Can convolutional neural networks accurately select MRI protocols?
Deep learning-based convolutional neural networks (CNNs) can help radiologists select musculoskeletal MRI protocols, according to a study published by the Journal of Digital Imaging.
“The determination of the MRI protocol is an essential process in radiologic workflow,” wrote author Young Han Lee, MD, PhD, of Yonsei University College of Medicine in Seoul, South Korea. “The most appropriate protocol determination is essential for accurate radiologic interpretations and definitive radiologic decisions. However, this is time consuming and can result in a work burden for radiologists.”
The authors trained their CNN using more than 5,000 consecutive musculoskeletal MRI exams from a single institution’s electronic medical records (EMR). All exams were originally performed in 2016. Training took approximately 10 minutes.

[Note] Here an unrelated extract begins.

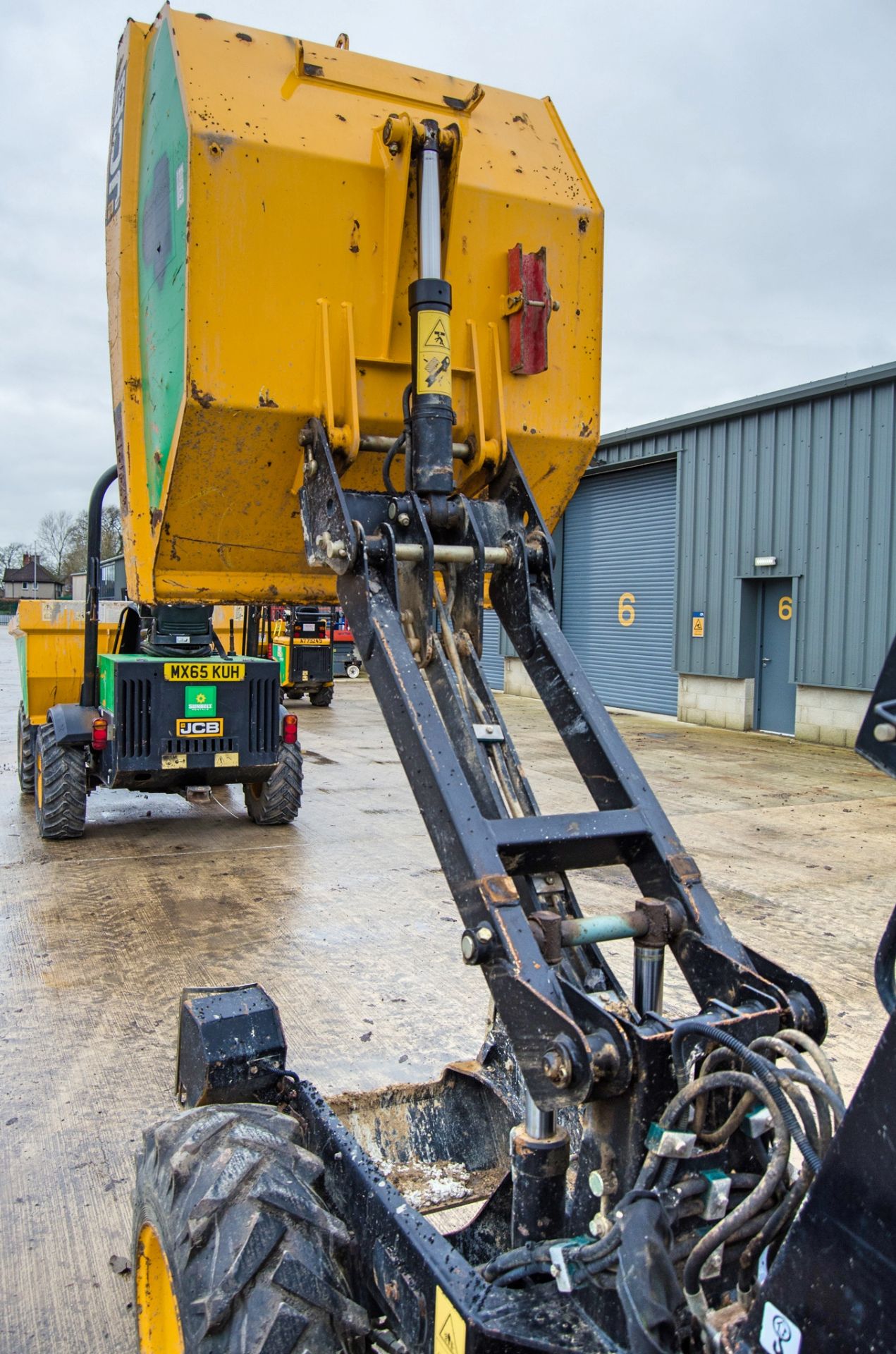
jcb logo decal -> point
(200, 728)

To test the CNN, a dataset of more than 1,000 musculoskeletal MRI exams from January and February 2017 was taken from the same EMR. The CNN’s protocol choices were compared with what the patients’ radiologists had chosen.
Overall, the CNN’s accuracy was more than 94 percent. All pelvic bone, upper arm, wrist and lower leg MRI protocols were correctly determined.
“Deep-learning-based convolutional neural networks can be clinically utilized to determine musculoskeletal MRI protocols,” Lee concluded. “These results support using deep learning to assist radiologists in their work by providing timely and highly accurate protocol determinations that only require rapid confirmation. Furthermore, CNN-based text learning and applications could be extended to other radiologic task besides image interpretations, facilitating an improved work performance for radiologists.”